Longer-term control should be attempted with SSRIs if appropriate
follow-up care (including the PCM) is available. SSRIs are usually well
tolerated, and appropriate follow-up care merely consists of meeting
with the patient in 2 weeks to assess treatment efficacy and to deal
with temporary symptom exacerbations right after beginning SSRIs and
ensuring the patient has no emergence of suicidal thoughts.

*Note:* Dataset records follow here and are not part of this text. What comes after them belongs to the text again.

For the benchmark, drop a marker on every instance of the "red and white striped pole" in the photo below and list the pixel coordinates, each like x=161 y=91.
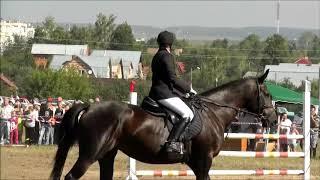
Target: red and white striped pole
x=132 y=162
x=306 y=111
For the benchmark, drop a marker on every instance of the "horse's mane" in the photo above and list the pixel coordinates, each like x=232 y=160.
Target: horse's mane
x=227 y=85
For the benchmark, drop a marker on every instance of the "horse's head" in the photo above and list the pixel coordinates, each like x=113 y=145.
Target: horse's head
x=261 y=103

Serotonergic drugs may contain warnings about potential increases in
suicidal thoughts, particularly in those younger than age 25 years, but
this is generally NOT associated with an increase in completed
suicides compared with patients who receive no treatment. Potential
suicide risk should be assessed routinely for every patient, whether
they take SSRI treatment or not.
Other antidepressants that have an effect on the serotonergic system
have been used, especially when SSRIs have been ineffective or poorly
tolerated. Prior to SSRIs, the tricyclics and the monoamine oxidase
inhibitors (MAOIs) were used much more commonly. More recently,
venlafaxine (Effexor) and mirtazapine (Remeron) have been used, which
act on both serotonin and norepinephrine. Beta-blockers, clonidine,
calcium channel blockers, atypical antipsychotics (Abilify, Zyprexa,
Seroquel, Risperdal, Geodon), buspirone, and anticonvulsants such as
divalproex (Depakote) and gabapentin (Neurontin) have also been used as
adjunctive agents in patients with refractory panic disorder, although
these uses have not been approved by the US Food and Drug
Administration.
Intermediate-acting benzodiazepinesBy binding to specific receptor-sites, these agents appear to
potentiate the effects of gamma-aminobutyrate (GABA) and facilitate
inhibitory GABA neurotransmission and other inhibitory transmitters.
These agents are effective on standing-dose and prn schedules.